The Primary Hyperoxalurias (PH) are rare disorders of metabolism leading to excessive endogenous synthesis of oxalate and recurring calcium oxalate kidney stones. Alanine glyoxylate aminotransferase (AGT), deficient in PH type 1, is a key enzyme in limiting glyoxylate oxidation to oxalate. The affinity of AGT for its co-substrate, alanine, is low suggesting that its metabolic activity could be sub-optimal in vivo. To test this hypothesis, we examined the effect of L-alanine supplementation on oxalate synthesis in cell culture and in mouse models of Primary Hyperoxaluria Type 1 (Agxt KO), Type 2 (Grhpr KO) and in wild-type mice. Our results demonstrated that increasing L-alanine in cells decreased synthesis of oxalate and increased viability of cells expressing GO and AGT when incubated with glycolate. In both wild type and Grhpr KO male and female mice, supplementation with 10% dietary L-alanine significantly decreased urinary oxalate excretion ~30% compared to baseline levels. This study demonstrates that increasing the availability of L-alanine can increase the metabolic efficiency of AGT and reduce oxalate synthesis.

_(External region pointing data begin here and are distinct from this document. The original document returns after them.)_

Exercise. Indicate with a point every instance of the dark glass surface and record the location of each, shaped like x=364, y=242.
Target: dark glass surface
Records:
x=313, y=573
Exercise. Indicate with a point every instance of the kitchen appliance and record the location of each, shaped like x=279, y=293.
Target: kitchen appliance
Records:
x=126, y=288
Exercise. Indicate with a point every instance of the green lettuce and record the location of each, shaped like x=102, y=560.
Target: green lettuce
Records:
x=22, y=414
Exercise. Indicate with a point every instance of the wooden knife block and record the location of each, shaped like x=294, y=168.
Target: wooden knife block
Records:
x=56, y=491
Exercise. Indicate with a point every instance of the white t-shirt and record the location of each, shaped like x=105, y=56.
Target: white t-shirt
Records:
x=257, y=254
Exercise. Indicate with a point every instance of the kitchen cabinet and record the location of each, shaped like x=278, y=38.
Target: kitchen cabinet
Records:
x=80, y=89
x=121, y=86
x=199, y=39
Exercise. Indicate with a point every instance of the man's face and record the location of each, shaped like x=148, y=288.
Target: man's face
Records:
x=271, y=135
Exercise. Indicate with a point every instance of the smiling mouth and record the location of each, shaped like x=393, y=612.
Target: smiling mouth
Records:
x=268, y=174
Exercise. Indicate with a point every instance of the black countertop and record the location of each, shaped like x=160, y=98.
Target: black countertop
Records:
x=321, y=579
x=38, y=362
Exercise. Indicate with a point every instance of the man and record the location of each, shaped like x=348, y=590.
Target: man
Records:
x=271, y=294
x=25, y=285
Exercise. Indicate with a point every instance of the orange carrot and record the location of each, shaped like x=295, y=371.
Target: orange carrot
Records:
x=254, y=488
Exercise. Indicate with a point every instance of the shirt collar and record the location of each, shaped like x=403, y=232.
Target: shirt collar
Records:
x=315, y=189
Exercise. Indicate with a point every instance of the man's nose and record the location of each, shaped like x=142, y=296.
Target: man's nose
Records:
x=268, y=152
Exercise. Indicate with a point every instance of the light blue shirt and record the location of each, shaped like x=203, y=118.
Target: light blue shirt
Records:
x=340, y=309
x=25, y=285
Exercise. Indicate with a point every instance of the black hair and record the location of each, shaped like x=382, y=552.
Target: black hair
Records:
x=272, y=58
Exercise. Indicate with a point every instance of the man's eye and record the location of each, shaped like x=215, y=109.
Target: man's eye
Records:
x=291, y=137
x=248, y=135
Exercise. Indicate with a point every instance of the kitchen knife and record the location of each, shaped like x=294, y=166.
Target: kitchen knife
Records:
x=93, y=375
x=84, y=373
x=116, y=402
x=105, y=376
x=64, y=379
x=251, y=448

Effects of Oxalobacter formigenes in subjects with primary hyperoxaluria Type 1 and end-stage renal disease: a Phase II study

BACKGROUND

In primary hyperoxaluria Type 1 (PH1), endogenous oxalate overproduction significantly elevates urinary oxalate excretion, resulting in recurrent urolithiasis and/or progressive nephrocalcinosis and often early end-stage renal disease (ESRD). In ESRD, dialysis cannot sufficiently remove oxalate; plasma oxalate (Pox) increases markedly, inducing systemic oxalate deposition (oxalosis) and often death. Interventions to reduce Pox in PH1 subjects with ESRD could have significant clinical impact. This ongoing Phase II, open-label trial aimed to evaluate whether long-term Oxabact™ (Oxalobacter formigenes, OC5, OxThera Intellectual Property AB, Sweden) lowers Pox in PH1 ESRD subjects, ameliorating clinical outcome.

METHODS

PH1 ESRD subjects on stable dialysis regimens were examined. Subjects were administered one OC5 capsule twice daily for up to 36 months or until transplantation. Total Pox values, cardiac function and safety were evaluated. Free Pox was evaluated in a comparative non-treated PH1 dialysis group using retrospective chart reviews and analyses.

RESULTS

Twelve subjects enrolled in an initial 6-week treatment phase. Following a washout of up to 4 weeks, eight subjects entered a continuation study; outcomes after 24 months of treatment are presented. After 24 months, all subjects had reduced or non-elevated Pox compared with baseline. Cardiac function improved, then stabilized. No treatment-related serious adverse events were reported.

CONCLUSIONS

Compared with an untreated natural control cohort, 24 months OC5 administration was beneficial to PH1 ESRD subjects by substantially decreasing Pox concentrations, and improving or stabilizing cardiac function and clinical status, without increasing dialysis frequency. OC5 was safe and well-tolerated.